Am Anfang war Facebook…welche Rolle spielen Internet und soziale Medien für das Projekt?
Zu Beginn war Facebook sehr hilfreich, da die Idee schneller gestreut werden konnte und mehr Menschen involviert hat, die sonst gegebenenfalls nicht oder sehr viel später davon erfahren hätten. Heute nutzen wir es als Update, wir haben viele Menschen, die sich regelmäßig auf unserer Facebookseite über den aktuellen Stand informieren . Wir versuchen Menschen zu erinnern, anzuregen, mitzumachen – dafür ist es sehr praktisch.

Behauptet wird gern, dass soziale Medien einsam machen und „echte“ Kontakte verhindern oder ausdünnen. Wie erlebt ihr das?
Wir nutzen die sozialen Medien als Einstiegsmedium , um hier möglichst viele Menschen zu erreichen. Am Ende geht es uns natürlich auch darum, den direkten Kontakt herzustellen. Aber um erstmal auf Erlebnisse, Ereignisse oder Aktionen aufmerksam zu machen, sind die sozialen Medien ein gutes Medium. Und die älteren Menschen sind auch interessierter an Medien wie Internet, Facebook etc. als wir es vorher so angenommen haben.
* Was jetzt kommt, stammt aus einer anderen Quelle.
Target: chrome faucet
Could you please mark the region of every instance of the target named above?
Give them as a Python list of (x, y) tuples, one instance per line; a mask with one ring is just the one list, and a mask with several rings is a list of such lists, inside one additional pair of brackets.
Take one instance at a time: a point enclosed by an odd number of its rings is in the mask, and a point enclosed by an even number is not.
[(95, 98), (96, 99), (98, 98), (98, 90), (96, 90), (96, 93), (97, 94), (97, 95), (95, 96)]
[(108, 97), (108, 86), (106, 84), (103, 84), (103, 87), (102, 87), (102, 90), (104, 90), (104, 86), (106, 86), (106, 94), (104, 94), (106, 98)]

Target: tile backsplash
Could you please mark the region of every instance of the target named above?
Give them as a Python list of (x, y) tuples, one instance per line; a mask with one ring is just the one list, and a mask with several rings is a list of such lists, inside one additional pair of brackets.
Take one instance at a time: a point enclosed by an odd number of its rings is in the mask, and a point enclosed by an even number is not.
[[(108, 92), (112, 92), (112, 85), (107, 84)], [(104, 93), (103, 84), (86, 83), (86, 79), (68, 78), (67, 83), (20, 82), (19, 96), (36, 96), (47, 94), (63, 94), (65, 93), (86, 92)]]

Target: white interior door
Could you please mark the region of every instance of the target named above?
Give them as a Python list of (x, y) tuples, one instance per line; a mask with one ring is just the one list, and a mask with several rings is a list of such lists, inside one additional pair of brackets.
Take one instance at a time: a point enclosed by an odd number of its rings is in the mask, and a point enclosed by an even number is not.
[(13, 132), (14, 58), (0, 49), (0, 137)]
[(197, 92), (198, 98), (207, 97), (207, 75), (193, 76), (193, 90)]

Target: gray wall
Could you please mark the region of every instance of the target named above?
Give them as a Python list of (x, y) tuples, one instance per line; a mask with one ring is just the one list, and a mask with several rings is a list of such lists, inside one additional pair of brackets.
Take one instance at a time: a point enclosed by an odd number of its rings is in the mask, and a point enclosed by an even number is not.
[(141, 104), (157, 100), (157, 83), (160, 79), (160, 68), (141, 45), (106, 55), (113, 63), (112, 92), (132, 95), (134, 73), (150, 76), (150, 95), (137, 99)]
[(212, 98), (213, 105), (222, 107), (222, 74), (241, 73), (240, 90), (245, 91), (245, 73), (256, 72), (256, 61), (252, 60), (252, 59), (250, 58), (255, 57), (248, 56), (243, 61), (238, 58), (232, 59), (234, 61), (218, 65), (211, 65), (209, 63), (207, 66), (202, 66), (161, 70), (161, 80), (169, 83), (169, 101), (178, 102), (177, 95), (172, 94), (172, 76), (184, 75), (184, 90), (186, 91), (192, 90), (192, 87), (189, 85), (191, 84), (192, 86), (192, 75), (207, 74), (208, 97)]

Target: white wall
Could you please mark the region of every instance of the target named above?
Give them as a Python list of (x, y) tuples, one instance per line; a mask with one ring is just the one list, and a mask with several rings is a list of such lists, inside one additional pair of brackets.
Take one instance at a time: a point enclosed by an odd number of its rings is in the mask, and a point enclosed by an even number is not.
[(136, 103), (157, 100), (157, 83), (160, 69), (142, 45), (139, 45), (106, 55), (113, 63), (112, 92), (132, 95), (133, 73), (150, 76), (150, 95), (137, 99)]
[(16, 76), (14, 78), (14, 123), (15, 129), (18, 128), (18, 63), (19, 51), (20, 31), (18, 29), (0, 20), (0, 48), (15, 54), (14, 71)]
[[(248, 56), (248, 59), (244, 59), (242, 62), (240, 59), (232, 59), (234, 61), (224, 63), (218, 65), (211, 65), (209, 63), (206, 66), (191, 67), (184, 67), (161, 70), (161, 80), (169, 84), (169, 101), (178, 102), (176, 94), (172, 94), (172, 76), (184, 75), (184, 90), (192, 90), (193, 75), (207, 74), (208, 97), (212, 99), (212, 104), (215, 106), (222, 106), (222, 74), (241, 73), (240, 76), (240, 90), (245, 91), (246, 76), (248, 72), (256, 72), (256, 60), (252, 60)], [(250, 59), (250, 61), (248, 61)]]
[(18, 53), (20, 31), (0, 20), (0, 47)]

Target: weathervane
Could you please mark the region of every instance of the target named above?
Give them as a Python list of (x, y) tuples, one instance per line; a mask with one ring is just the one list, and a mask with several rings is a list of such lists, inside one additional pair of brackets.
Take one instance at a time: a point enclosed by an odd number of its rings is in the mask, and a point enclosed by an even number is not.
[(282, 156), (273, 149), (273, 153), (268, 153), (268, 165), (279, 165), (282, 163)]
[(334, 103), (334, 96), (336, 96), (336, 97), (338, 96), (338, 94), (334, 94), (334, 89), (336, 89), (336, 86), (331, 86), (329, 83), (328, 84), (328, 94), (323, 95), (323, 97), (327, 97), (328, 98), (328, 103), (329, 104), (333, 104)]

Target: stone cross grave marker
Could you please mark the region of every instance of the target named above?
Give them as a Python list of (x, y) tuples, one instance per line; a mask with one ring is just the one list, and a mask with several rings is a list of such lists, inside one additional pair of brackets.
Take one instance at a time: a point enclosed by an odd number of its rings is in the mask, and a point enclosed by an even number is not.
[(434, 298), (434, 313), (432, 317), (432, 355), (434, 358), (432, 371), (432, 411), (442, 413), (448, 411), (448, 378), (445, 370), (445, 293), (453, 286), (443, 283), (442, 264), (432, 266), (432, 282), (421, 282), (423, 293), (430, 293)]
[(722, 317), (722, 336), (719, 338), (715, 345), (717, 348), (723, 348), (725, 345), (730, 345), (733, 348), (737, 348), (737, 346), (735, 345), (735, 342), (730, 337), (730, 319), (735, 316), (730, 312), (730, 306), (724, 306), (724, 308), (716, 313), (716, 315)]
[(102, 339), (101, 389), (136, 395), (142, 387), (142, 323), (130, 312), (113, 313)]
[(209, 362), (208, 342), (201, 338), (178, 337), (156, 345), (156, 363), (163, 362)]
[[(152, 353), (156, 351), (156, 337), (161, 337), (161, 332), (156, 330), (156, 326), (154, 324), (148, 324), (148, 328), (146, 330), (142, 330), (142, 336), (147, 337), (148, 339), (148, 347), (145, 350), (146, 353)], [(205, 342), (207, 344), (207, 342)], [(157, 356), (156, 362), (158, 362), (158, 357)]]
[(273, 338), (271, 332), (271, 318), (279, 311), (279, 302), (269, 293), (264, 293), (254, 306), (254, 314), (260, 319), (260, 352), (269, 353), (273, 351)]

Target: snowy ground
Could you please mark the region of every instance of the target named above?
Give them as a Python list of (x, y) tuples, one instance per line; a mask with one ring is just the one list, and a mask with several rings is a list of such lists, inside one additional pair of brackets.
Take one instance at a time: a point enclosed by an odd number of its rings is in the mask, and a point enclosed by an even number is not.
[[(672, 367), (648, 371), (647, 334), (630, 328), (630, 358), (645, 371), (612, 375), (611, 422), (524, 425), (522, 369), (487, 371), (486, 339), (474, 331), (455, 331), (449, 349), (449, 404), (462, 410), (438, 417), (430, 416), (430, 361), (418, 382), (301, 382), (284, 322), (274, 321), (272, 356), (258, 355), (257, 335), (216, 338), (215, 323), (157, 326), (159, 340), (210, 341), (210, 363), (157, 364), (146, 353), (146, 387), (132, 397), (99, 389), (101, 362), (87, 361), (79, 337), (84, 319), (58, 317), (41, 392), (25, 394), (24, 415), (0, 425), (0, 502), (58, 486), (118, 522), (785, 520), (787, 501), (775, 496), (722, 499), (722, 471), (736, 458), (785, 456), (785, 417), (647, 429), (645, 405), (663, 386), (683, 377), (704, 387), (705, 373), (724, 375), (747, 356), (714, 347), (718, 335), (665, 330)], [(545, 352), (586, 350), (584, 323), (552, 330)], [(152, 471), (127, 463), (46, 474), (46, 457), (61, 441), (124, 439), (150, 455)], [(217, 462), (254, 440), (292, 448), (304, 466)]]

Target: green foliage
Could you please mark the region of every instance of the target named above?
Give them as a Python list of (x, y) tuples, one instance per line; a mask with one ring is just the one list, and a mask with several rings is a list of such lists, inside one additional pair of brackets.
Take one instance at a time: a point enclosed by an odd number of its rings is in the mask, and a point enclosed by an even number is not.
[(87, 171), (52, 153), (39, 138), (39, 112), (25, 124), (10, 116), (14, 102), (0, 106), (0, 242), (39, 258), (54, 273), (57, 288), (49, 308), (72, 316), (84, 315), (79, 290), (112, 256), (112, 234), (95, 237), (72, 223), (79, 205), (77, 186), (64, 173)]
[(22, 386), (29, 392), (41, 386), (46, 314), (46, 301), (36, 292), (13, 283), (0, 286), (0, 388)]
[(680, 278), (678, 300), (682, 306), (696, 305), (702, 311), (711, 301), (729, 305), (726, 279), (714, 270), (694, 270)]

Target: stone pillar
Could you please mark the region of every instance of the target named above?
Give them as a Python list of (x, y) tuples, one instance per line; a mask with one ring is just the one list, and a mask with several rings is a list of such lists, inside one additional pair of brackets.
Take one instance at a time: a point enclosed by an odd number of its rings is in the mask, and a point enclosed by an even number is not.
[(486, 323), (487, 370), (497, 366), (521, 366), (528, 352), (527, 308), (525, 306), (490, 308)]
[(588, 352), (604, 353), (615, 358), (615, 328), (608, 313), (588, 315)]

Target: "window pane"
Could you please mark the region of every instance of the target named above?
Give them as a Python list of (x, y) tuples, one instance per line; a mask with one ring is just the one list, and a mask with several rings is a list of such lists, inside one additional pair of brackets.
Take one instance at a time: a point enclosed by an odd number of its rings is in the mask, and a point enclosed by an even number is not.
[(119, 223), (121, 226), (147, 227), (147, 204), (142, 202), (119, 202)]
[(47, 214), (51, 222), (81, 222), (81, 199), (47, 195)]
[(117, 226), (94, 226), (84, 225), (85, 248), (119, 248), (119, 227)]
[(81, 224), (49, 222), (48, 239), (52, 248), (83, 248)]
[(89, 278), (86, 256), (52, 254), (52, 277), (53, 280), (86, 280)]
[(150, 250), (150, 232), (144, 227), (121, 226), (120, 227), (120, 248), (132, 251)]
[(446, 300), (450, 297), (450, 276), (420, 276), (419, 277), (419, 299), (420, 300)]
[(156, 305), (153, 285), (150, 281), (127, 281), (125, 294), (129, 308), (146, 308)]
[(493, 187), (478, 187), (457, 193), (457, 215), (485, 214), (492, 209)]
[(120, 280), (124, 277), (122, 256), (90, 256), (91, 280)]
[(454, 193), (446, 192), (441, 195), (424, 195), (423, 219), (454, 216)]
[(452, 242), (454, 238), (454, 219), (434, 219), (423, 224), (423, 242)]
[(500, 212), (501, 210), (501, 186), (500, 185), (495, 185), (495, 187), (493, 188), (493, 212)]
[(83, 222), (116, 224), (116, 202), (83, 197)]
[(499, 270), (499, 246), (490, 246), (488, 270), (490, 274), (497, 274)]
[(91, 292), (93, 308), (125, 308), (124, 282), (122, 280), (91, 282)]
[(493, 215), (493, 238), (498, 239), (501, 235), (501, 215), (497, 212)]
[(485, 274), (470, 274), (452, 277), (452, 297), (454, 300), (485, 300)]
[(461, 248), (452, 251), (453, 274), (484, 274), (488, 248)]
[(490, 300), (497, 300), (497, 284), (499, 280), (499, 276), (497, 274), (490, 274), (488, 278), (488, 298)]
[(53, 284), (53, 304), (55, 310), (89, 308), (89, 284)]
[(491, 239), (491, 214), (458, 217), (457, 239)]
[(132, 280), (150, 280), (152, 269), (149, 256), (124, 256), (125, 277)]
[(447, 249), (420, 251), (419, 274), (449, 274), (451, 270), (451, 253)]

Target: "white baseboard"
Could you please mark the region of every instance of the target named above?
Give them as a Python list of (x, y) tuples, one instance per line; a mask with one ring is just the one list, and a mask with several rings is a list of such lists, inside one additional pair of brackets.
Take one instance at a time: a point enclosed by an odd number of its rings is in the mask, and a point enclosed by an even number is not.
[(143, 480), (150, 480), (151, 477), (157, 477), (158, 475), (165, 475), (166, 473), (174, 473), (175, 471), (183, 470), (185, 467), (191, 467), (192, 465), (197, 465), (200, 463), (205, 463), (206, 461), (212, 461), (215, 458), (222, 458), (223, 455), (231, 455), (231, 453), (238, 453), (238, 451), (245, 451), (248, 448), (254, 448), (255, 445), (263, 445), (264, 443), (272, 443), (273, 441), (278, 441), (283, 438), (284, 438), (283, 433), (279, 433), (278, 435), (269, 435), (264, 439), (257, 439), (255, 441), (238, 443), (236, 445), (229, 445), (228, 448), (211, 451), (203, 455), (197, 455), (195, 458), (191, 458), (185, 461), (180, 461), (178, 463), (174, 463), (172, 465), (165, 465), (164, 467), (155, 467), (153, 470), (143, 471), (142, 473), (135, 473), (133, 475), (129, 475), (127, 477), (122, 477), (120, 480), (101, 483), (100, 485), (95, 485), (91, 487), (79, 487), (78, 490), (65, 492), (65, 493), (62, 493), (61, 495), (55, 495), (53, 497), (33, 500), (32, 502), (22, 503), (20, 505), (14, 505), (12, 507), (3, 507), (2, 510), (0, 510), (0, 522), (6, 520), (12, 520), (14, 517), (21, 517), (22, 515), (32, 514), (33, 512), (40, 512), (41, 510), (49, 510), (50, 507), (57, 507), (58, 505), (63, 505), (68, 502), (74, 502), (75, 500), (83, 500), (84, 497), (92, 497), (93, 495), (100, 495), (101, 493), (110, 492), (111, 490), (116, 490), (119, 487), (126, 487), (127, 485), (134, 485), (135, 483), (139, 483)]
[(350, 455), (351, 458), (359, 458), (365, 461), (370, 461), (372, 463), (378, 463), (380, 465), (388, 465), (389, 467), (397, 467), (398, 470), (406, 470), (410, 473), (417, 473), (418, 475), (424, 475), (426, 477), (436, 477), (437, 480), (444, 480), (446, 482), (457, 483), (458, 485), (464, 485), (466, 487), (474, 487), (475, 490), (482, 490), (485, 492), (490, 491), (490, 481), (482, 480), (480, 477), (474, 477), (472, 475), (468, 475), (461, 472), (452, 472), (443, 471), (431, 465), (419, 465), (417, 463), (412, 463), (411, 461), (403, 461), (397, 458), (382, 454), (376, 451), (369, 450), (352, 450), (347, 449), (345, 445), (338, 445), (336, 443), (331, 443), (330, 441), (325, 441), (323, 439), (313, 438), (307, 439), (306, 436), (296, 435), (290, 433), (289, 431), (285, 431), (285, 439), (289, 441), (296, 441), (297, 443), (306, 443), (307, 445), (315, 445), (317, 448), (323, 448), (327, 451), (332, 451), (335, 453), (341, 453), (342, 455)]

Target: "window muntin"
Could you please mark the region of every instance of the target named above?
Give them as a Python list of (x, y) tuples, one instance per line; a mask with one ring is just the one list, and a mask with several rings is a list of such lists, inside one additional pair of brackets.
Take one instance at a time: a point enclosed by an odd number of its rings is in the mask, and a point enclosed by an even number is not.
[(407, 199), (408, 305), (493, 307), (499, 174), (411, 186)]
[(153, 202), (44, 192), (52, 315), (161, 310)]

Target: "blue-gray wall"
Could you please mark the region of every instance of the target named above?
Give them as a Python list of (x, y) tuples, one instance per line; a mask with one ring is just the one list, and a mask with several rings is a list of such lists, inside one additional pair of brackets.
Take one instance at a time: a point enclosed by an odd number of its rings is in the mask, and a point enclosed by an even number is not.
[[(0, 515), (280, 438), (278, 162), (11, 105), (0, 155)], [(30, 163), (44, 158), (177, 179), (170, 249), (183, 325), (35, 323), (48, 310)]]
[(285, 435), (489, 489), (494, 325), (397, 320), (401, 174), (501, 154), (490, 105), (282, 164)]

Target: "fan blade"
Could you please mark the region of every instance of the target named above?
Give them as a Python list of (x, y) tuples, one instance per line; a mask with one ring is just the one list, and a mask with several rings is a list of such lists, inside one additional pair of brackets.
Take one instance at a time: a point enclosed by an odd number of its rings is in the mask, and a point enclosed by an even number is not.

Gibt es bereits Erfolgserlebnisse und positive Rückmeldung?
Ein schönes Erfolgserlebnis, gerade hinsichtlich der Nutzung von Internet, ist zum Beispiel die Tandemvermittlung von Anneliese, deren Bruder im Berliner Tagesspiegel einen Bericht über Tante Inge gelesen hat. Nachdem er uns kontaktiert hatte und uns von seiner ebenfalls in Berlin wohnenden 89-jährigen, einsamen Schwester erzählt hat, haben wir uns sofort auf die Socken gemacht, um Anneliese kennenzulernen und um ein Tandempartner für sie zu finden. Nachdem wir es auf Facebook veröffentlicht haben, haben sich zahlreiche Interessenten gemeldet, die das Tandem von Anneliese sein wollten. Heute hat sie zwei Tandempartner und ist sehr glücklich darüber.

Kannst du sagen, wie die jüngeren und älteren TandempartnerInnen ihre Bekanntschaft empfinden?
Wir hören oft von beiden Seiten, dass es eine große Bereicherung ist, da sie sich in ihrem unterschiedlichen Alter selten treffen und auf Augenhöhe miteinander Zeit verbringen. Die Älteren freuen sich über den „frischen“ Wind und die Jüngeren freuen sich über die Geschichten und die Lebenserfahrung.

Wo seid ihr inzwischen überall repräsentiert? Wie kann man bei euch mitmachen?
Wir sind neben Berlin auch in Hamm und Dortmund vertreten. Interessenten können sich einfach an uns wenden, unter www.tante-inge.org, oder bei einer der Veranstaltungen, die wir organisieren.

Wie sehen eure Pläne für die Zukunft aus?
Wir möchten noch viele Tandems verkuppeln, und das gerne auch außerhalb von Berlin. Tante Inge-Teams in anderen Orten wären dafür hilfreich. Interessierte aus Norden, Osten, Süden, Westen können sich gerne bei uns melden!